Вначале мальчик счел ритуал вполне благочестивым, но затем учитель объяснил, что шествия часто завершаются в подвале чьего-нибудь дома, превращенного в подлинную камеру пыток. Поскольку никто не мог обрести вечную жизнь благодаря собственным заслугам, некоторые проповедники заявляли, что средством для этого способно стать наивысшее страдание, и многие верующие доказывали свою набожность, умирая во время кровавых обрядов.
— Необходимость покаяния почти всегда влечет за собой необходимость смерти, — говорил порой учитель. Лука хорошо запомнил эту фразу — может быть, именно потому, что не до конца постигал ее значение. Это было чересчур философично для его юношеского понимания.

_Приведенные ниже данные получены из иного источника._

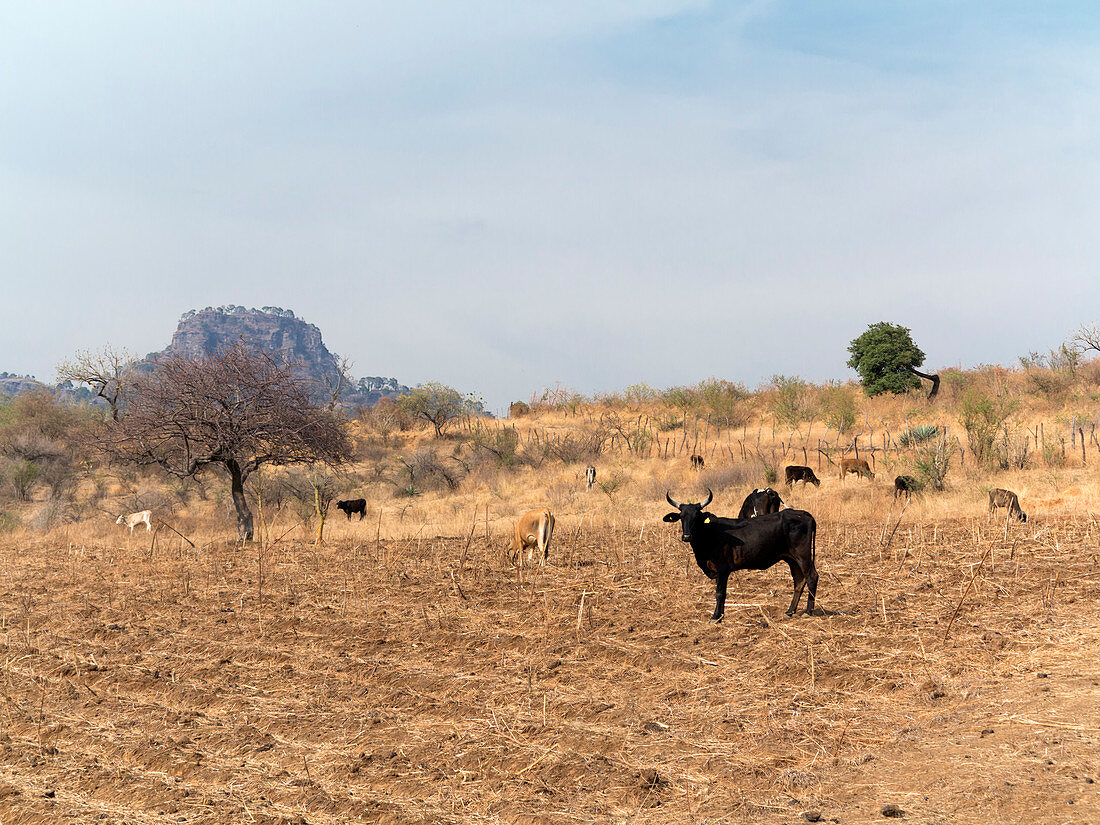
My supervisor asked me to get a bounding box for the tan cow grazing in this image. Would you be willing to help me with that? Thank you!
[986,487,1027,521]
[510,507,553,567]
[840,459,875,481]
[114,510,153,532]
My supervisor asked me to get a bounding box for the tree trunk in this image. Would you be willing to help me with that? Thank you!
[226,459,253,541]
[909,366,939,402]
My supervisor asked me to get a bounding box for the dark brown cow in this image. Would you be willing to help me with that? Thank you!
[894,475,921,498]
[840,459,875,481]
[737,487,783,518]
[986,487,1027,521]
[337,498,366,521]
[784,464,822,487]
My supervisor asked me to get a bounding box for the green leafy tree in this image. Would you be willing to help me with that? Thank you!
[397,381,480,438]
[848,321,939,400]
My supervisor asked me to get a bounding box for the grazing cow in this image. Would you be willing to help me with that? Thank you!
[664,490,817,622]
[337,498,366,521]
[986,487,1027,521]
[894,475,921,499]
[512,507,553,567]
[737,487,783,518]
[114,510,153,534]
[785,464,822,487]
[840,459,875,481]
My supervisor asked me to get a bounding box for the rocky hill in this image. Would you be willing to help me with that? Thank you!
[146,305,408,406]
[146,305,340,382]
[0,305,409,407]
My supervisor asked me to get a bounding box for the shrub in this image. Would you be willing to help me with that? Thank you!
[898,424,939,447]
[771,375,814,427]
[913,437,958,492]
[959,388,1016,465]
[821,384,856,432]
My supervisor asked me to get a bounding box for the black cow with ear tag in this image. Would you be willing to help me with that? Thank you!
[664,490,817,622]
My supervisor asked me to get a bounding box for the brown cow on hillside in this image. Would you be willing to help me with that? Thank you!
[784,464,822,487]
[986,487,1027,521]
[840,459,875,481]
[512,507,553,567]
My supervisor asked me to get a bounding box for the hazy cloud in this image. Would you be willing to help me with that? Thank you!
[0,0,1100,409]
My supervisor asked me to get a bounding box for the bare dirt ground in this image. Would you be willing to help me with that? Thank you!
[0,514,1100,824]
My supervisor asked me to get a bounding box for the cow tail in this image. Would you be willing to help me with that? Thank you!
[810,518,817,570]
[539,513,553,552]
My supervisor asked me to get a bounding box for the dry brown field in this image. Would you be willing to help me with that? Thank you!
[0,468,1100,825]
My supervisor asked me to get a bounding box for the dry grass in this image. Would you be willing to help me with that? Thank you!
[0,501,1100,823]
[0,398,1100,825]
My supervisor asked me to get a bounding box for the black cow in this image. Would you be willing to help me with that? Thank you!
[337,498,366,521]
[894,475,921,498]
[737,487,783,518]
[664,490,817,622]
[784,464,822,487]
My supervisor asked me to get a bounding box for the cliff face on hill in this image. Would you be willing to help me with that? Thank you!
[147,306,409,406]
[149,306,340,382]
[0,306,409,407]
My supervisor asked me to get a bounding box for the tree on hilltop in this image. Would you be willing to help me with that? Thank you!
[397,381,481,438]
[848,321,939,400]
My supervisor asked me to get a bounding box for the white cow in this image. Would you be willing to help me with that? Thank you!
[114,510,153,532]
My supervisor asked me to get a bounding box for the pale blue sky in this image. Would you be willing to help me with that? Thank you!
[0,0,1100,410]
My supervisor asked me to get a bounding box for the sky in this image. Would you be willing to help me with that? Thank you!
[0,0,1100,411]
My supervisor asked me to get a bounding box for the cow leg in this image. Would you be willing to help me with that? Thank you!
[711,571,729,622]
[787,559,806,616]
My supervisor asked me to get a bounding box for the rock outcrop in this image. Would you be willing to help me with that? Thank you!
[147,306,340,384]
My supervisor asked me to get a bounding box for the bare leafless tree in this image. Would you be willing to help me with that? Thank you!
[1069,323,1100,352]
[98,343,351,541]
[57,344,138,421]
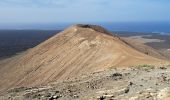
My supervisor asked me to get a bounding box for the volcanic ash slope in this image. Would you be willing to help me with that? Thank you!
[0,25,166,91]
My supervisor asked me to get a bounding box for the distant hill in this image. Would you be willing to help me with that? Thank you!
[0,25,167,91]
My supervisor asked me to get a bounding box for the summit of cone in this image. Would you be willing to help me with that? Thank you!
[0,24,166,91]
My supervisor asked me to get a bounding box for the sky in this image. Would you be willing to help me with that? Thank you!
[0,0,170,24]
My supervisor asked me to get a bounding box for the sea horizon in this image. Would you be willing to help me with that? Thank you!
[0,22,170,35]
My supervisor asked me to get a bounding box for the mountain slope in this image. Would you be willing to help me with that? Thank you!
[0,25,166,91]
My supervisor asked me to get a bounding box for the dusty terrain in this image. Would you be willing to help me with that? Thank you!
[0,65,170,100]
[0,25,169,100]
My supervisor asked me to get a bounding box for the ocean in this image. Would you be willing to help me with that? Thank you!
[0,22,170,59]
[0,22,170,34]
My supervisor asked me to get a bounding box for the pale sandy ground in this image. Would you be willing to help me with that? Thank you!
[128,35,165,43]
[0,24,170,100]
[0,65,170,100]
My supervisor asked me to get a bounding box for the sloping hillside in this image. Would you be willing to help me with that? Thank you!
[0,25,166,91]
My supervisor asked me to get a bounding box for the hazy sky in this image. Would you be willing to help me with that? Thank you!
[0,0,170,23]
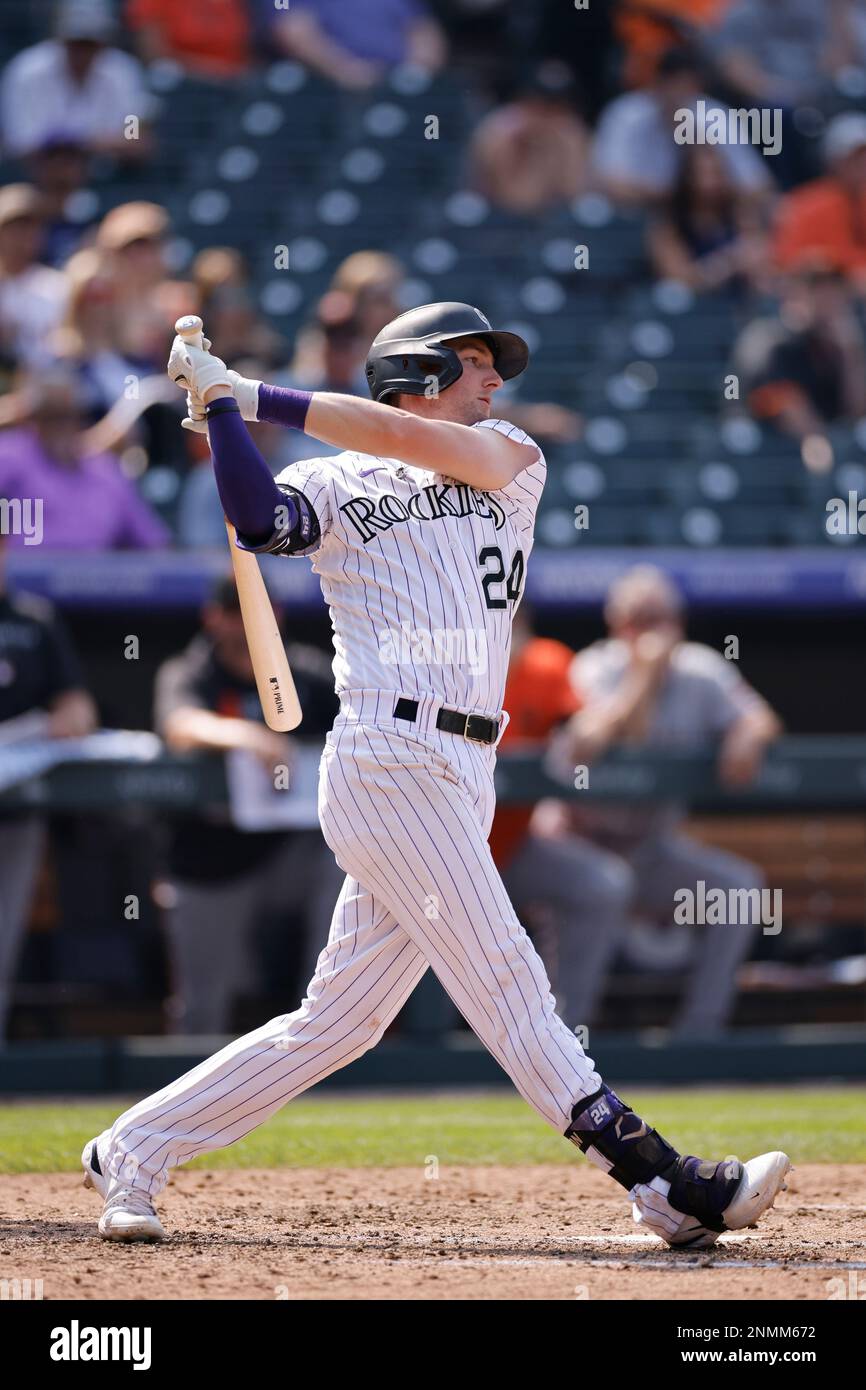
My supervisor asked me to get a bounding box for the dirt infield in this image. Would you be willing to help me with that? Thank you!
[0,1162,866,1300]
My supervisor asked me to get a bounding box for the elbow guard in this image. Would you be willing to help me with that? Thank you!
[238,484,321,555]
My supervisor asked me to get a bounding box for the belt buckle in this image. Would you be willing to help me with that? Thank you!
[463,714,491,744]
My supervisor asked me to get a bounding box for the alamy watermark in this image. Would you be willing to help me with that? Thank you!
[674,878,781,937]
[379,623,487,676]
[674,97,781,154]
[0,498,42,545]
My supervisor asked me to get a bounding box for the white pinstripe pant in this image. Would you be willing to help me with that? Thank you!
[99,692,602,1195]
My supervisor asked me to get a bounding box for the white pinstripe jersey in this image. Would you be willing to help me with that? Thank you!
[272,420,546,714]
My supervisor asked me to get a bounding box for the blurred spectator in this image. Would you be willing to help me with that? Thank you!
[592,49,771,203]
[648,145,769,291]
[0,527,97,1045]
[260,0,446,92]
[773,111,866,291]
[562,566,781,1036]
[468,61,589,214]
[26,131,90,265]
[286,289,370,396]
[435,0,522,106]
[124,0,252,78]
[154,580,343,1033]
[709,0,838,189]
[325,252,582,443]
[614,0,731,88]
[712,0,833,107]
[96,202,197,371]
[331,252,409,340]
[0,368,168,550]
[491,605,632,1029]
[0,0,152,160]
[734,257,866,439]
[51,246,132,423]
[0,183,67,367]
[828,0,866,76]
[190,246,285,367]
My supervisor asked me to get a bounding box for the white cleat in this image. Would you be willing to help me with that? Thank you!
[81,1138,165,1241]
[721,1150,792,1230]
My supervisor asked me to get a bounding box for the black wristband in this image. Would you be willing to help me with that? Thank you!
[204,396,240,420]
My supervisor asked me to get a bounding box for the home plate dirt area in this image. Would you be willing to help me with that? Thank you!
[0,1163,866,1300]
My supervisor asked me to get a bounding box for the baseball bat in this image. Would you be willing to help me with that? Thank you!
[174,314,302,734]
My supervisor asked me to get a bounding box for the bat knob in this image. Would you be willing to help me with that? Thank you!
[174,314,204,338]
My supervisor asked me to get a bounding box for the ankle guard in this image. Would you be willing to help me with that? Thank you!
[667,1156,742,1230]
[566,1086,680,1209]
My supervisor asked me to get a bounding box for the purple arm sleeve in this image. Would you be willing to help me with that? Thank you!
[259,381,313,430]
[207,399,293,545]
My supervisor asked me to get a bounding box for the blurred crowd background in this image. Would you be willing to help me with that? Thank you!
[0,0,866,1037]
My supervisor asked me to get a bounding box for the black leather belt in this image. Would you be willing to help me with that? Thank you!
[393,695,499,744]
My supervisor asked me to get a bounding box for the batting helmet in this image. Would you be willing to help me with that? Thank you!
[367,300,530,402]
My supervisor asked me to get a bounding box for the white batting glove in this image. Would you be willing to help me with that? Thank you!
[181,367,261,434]
[181,391,207,434]
[167,335,232,400]
[228,367,261,420]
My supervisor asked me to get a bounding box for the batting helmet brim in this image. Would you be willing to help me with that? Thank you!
[367,302,530,400]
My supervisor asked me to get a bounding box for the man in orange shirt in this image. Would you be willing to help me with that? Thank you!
[773,111,866,291]
[489,605,634,1029]
[125,0,250,78]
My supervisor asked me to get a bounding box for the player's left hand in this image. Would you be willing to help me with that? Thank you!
[181,391,207,434]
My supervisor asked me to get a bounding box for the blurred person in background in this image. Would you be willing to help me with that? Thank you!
[0,183,67,367]
[710,0,835,107]
[530,0,621,125]
[467,60,589,215]
[26,131,90,267]
[265,0,446,92]
[325,250,582,443]
[50,246,134,424]
[648,145,770,292]
[773,111,866,293]
[124,0,252,79]
[734,253,866,441]
[489,603,634,1029]
[708,0,838,188]
[190,246,285,367]
[613,0,731,88]
[154,578,343,1033]
[95,202,197,370]
[331,250,409,341]
[0,367,170,550]
[592,49,771,206]
[559,566,781,1037]
[0,0,152,161]
[286,289,366,396]
[0,527,97,1045]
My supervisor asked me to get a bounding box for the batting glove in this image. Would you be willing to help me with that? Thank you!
[228,370,261,420]
[167,335,232,400]
[181,391,207,434]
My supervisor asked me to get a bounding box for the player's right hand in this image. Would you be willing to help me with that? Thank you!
[181,367,261,434]
[228,368,261,420]
[181,391,207,434]
[167,334,231,400]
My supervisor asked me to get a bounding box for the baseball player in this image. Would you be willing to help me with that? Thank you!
[82,303,791,1247]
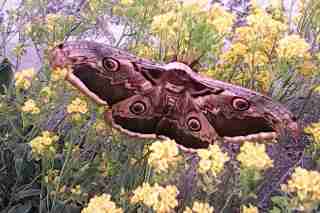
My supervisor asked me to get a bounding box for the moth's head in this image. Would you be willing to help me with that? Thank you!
[50,41,144,105]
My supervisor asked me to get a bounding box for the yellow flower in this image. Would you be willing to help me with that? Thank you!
[277,34,310,60]
[241,204,259,213]
[24,22,32,34]
[148,140,180,172]
[131,183,178,213]
[30,131,59,159]
[51,67,68,81]
[304,122,320,143]
[94,119,107,135]
[46,13,61,32]
[257,70,271,92]
[237,142,273,171]
[21,99,40,114]
[220,42,248,64]
[40,86,54,103]
[81,194,123,213]
[281,167,320,210]
[298,60,318,77]
[67,98,88,114]
[197,144,230,176]
[14,68,36,90]
[183,201,214,213]
[120,0,134,6]
[71,185,81,195]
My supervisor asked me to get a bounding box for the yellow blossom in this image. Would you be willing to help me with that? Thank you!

Поглощенный такими размышлениями, мальчик поднял глаза на пропитанное кровью ложе. В келье находились еще молодой, безусый монах довольно высокого роста и женщина постарше. Они переговаривались вполголоса. Мазони велел женщине нагреть воды и вручил ей фетровый кошелек с травами, чтобы та приготовила снадобье из крапивы, белладонны и корня алтея. Художник изучил немало ботанических трактатов, знал свойства кое-каких трав и пользовался ими, особенно в периоды уныния. Но сейчас он хотел приготовить отвар, который погрузил бы несчастного в наркотический сон и избавил от мучений.
— Это все, что мы можем для него сделать, — сказал Мазони.
Молодой монах, сложив руки, начал читать жуткую молитву. Мальчик слышал, как ее читают приговоренные на эшафоте, но никогда прежде не обращал особого внимания на слова:
«Господь, всемогущий и вечный, захлестни меня пламенем Своей страсти, помоги мне разделить сладкое упоение с мучениками и святыми. Моя душа, увлеченная на край света, взывает к Тебе о помощи и молит взять их в Твое царство. Прими, Господь, от смиренного раба Твоего горькую желчь, кровь и боль, которые были знакомы и Тебе, пригвожденному к Святому кресту».